ProkaryMonster · August 9, 2020, 10:38am

I’ve pretrained a CNN module, which I want to insert to object detection deep neural networks.
However, the CNN module I’ve designed will first largely increase the number of feature channels, and then decrease it as the input number of feature channels, which may need to store large feature maps during the forward process or large gradient maps during the backward process and occupies too much CUDA memory, while I just need the total gradient of the module wrt the input feature map.
Since I don’t need the module parameters to be updated, I’ve set

for name, p in ce.module.named_parameters():
    p.requires_grad = False

But as it shows in my previous post, to ensure the module is differentiable, pytorch just doesn’t calculate the gradients wrt layer weights and the data size it stores might not be changed.
So I’m wondering if it is possible to multiply the gradient of module layer by layer during the forward process and during the backward process we just need to multiply it with the rest parts’ gradients, instead of saving inputs, outputs, and gradients per layer.
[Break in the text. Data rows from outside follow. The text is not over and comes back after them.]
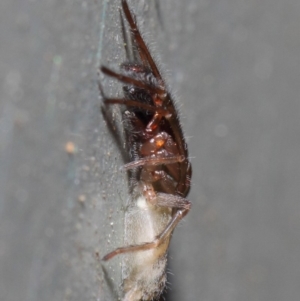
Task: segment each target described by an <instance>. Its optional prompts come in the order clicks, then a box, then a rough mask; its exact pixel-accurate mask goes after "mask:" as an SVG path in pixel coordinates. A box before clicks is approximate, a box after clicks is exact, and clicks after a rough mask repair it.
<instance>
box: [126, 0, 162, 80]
mask: <svg viewBox="0 0 300 301" xmlns="http://www.w3.org/2000/svg"><path fill="white" fill-rule="evenodd" d="M122 7H123V11H124V14H125V17H126V19H127V21H128V23H129V26H130V29H131V32H132V35H133V36H134V39H135V41H136V44H137V46H138V50H139V55H140V57H141V60H142V62H143V63H144V64H145V63H148V64H149V66H150V67H151V69H152V72H153V74H154V75H155V77H157V78H158V79H162V78H161V75H160V72H159V71H158V68H157V67H156V64H155V62H154V60H153V58H152V56H151V54H150V52H149V50H148V48H147V46H146V44H145V42H144V40H143V38H142V36H141V34H140V31H139V29H138V28H137V26H136V21H135V20H134V15H133V14H132V13H131V12H130V10H129V7H128V4H127V2H126V0H122Z"/></svg>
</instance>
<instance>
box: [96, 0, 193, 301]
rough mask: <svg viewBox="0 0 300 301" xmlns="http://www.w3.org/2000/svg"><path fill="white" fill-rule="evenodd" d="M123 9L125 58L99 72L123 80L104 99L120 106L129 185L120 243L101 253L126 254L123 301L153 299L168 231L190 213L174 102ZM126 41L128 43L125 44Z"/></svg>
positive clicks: (162, 285) (160, 280)
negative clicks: (131, 180)
mask: <svg viewBox="0 0 300 301" xmlns="http://www.w3.org/2000/svg"><path fill="white" fill-rule="evenodd" d="M122 9H123V13H124V15H125V19H126V20H127V22H128V24H129V31H130V38H128V37H127V34H126V30H125V24H124V23H125V22H124V18H123V14H122V12H121V11H120V15H121V25H122V31H123V37H124V44H125V51H126V54H127V59H128V61H127V62H125V63H123V64H122V65H121V73H117V72H114V71H112V70H110V69H109V68H107V67H104V66H102V67H101V71H102V72H103V73H104V74H106V75H108V76H111V77H114V78H116V79H117V80H119V81H120V82H123V83H124V84H125V85H124V86H123V91H124V98H108V97H106V96H105V95H104V93H103V89H102V87H101V85H100V84H99V88H100V91H101V94H102V97H103V99H104V103H105V104H106V105H112V104H118V105H124V106H125V110H124V112H123V121H124V126H125V132H126V136H127V138H128V141H127V144H128V151H129V156H130V159H131V162H129V163H127V164H126V165H125V169H126V170H131V171H132V174H131V176H132V177H133V180H134V181H132V182H133V183H135V184H134V187H133V189H132V191H133V196H132V200H131V204H130V206H129V208H127V210H126V213H125V243H126V246H125V247H120V248H118V249H116V250H114V251H112V252H110V253H109V254H107V255H106V256H104V257H103V260H104V261H106V260H109V259H111V258H113V257H114V256H116V255H118V254H123V253H126V254H127V261H126V263H125V277H124V299H123V300H124V301H139V300H153V299H154V298H156V297H157V296H159V295H160V293H161V292H162V290H163V288H164V286H165V281H166V274H165V266H166V252H167V249H168V245H169V242H170V238H171V235H172V232H173V230H174V228H175V227H176V225H177V224H178V223H179V221H180V220H181V219H182V218H183V217H184V216H185V215H186V214H187V213H188V212H189V210H190V206H191V203H190V202H189V201H188V200H187V199H185V197H186V195H187V194H188V191H189V188H190V178H191V165H190V162H189V160H188V151H187V145H186V142H185V140H184V136H183V132H182V129H181V126H180V123H179V118H178V114H177V111H176V108H175V106H174V102H173V100H172V97H171V95H170V93H169V92H168V90H167V87H166V85H165V83H164V81H163V79H162V77H161V74H160V72H159V70H158V68H157V66H156V64H155V62H154V60H153V58H152V56H151V54H150V52H149V50H148V48H147V46H146V44H145V42H144V40H143V38H142V36H141V34H140V32H139V29H138V27H137V25H136V21H135V16H134V15H133V14H132V13H131V12H130V10H129V7H128V4H127V2H126V0H122ZM130 45H131V47H130Z"/></svg>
Is it possible to do such a thing in pytorch or is there a more elegant way to do it?

albanD · August 10, 2020, 8:33pm

Hi,

The way to do this is to implement a new custom Function (instructions here https://pytorch.org/docs/stable/notes/extending.html) that will encapsulate both these ops.
You will then have the control over what is saved for the backward and you will need to implement the backward yourself to match this new computation that you want to do.